The doorman at the penthouse offered to call her a cab, but she shook her head.

It started to rain, a cold, miserable drizzle.

The city lights blurred through her tears.

Her shoes, expensive and impractical, pinched her feet.

She remembered another rainy night, long ago in Brooklyn.

Her cheap umbrella had turned inside out, and she was soaked to the bone.

Alex, the Brooklyn Alex, had found her huddled in a doorway.

He'd taken off his own worn jacket, wrapped it around her, and piggybacked her the rest of the way home, his laughter warm against the cold rain.

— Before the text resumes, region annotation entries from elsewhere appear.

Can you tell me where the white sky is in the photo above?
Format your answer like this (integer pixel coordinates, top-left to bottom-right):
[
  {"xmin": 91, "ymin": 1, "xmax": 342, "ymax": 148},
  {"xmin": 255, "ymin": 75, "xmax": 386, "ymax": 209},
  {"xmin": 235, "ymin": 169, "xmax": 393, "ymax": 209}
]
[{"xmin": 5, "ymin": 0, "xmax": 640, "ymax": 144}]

He'd made her hot tea and rubbed her cold feet until they were warm.

That Alex, the one who cared, the one who cherished her, was gone.

He had died the day Alexander Sterling III remembered his name.

The man who wore his face now was a stranger, a cruel, indifferent stranger.

She finally allowed herself to cry, the sobs wracking her body, lost in the sound of the rain and the city.

She was toweling her hair dry when Alex came into the penthouse.

He looked at her, his expression unreadable.

"We're going to the Hamptons for the weekend. Mother expects us."

It was a command, not an invitation.

A PR move, she guessed. To show he wasn't ashamed of her, even though his every action screamed otherwise.

Or perhaps, just another way to control her, to keep her tethered to his world.